What does this mean?
Government inaction in the 2010 budget is as much a warning sign of increasing privatization and P3s as is their explicit support. Without providing additional funding to address the crisis facing First Nations communities; the municipal infrastructure deficit; the crisis in our education and health systems; the need for national child care and early childhood education, long term care, and affordable housing and transit strategies, this budget could be considered a gateway for increasing privatization and the use of contracting out and P3s as funding “solutions”.
Extending the First Nations Water and Waste Water Plan for 2 years without committing funding illustrates the point above. The public health crisis facing First Nations communities cannot be underestimated and genuine federal commitment to address this issue is long overdue. Claims that “alternative sources of funding” are being sought by the government raise alarm bells that signal to us that our governments is attempting to place our water and the health of First Nations’ communities in the hands of the private sector.
Commitment to Year 2 stimulus spending is welcome but the fact remains that many of these projects require matching funds. Underfunded municipalities and universities, for example, may only be able to avail of these funds through P3s. Stimulus funds are heavily weighted towards infrastructure projects such as roads, bridges and buildings and neglect important social infrastructure such as education, child care, health and social services. In the absence of genuine support, the latter become vulnerable to corporatization and contracting out. This has a greater impact on women who are overrepresented in these jobs.
It is no secret that P3s and contracting out cost taxpayers more, are responsible for deteriorating working conditions, reduce the quality of services, increase the time required to complete projects, and are far less democratic and transparent than public financing. The $10 million provided specifically to support the legal, financial and technical work required to push through the Windsor–Detroit P3 bridge is a case in point. Lengthy, expensive legal and administrative processes are a characteristic feature of P3s, and one that waste taxpayer’s money.

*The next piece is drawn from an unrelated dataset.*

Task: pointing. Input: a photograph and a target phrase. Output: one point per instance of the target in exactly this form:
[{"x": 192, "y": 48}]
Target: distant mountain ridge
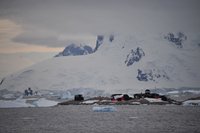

Commitment to equalization payments and to the CST and CHT are welcome but must be tempered by the impending threats to slash public funding in the next few years, potentially leading to increased privatization. The public assets review process currently underway considers divestment as a viable option and illustrates the scope of the privatization agenda of this government.
Support for PPP Canada Inc. continues unabated. An update provided by the Federal Government claims 2010 support for P3 procurement will exceed $100 million for provincial, territorial and municipal projects. It can only be in the interest of drumming up business for the private sector that the government continues to support and fund the PPP Canada Inc.
What would be better choices?
This budget could have recognized our communities as the backbone of our economy and our citizens as the real generators of wealth. In doing so, the government could have chosen to:
- Prioritize communities’ interest over corporations;
- Recognize the need to support public provision of services, public procurement and local economic development;
- Increase federal transfer payments and directed funds to provinces and municipalities after years of underfunding.
- Commit to funding that is long term and sustainable and stop creating incentives for P3s;
- Invest in social infrastructure and support national strategies in childcare and early childhood education, long term care, affordable housing and transit.
- Publicly fund our municipal infrastructure and provide a plan to ensure all repairs, upgrades and new buildings support green initiatives and green jobs;
- Promote Public–Public Partnerships (PUPS) instead; and
- Turn the PPP Canada Inc. and the PPP Fund into the Public Assets and Financing Agency and a Public Assets Fund.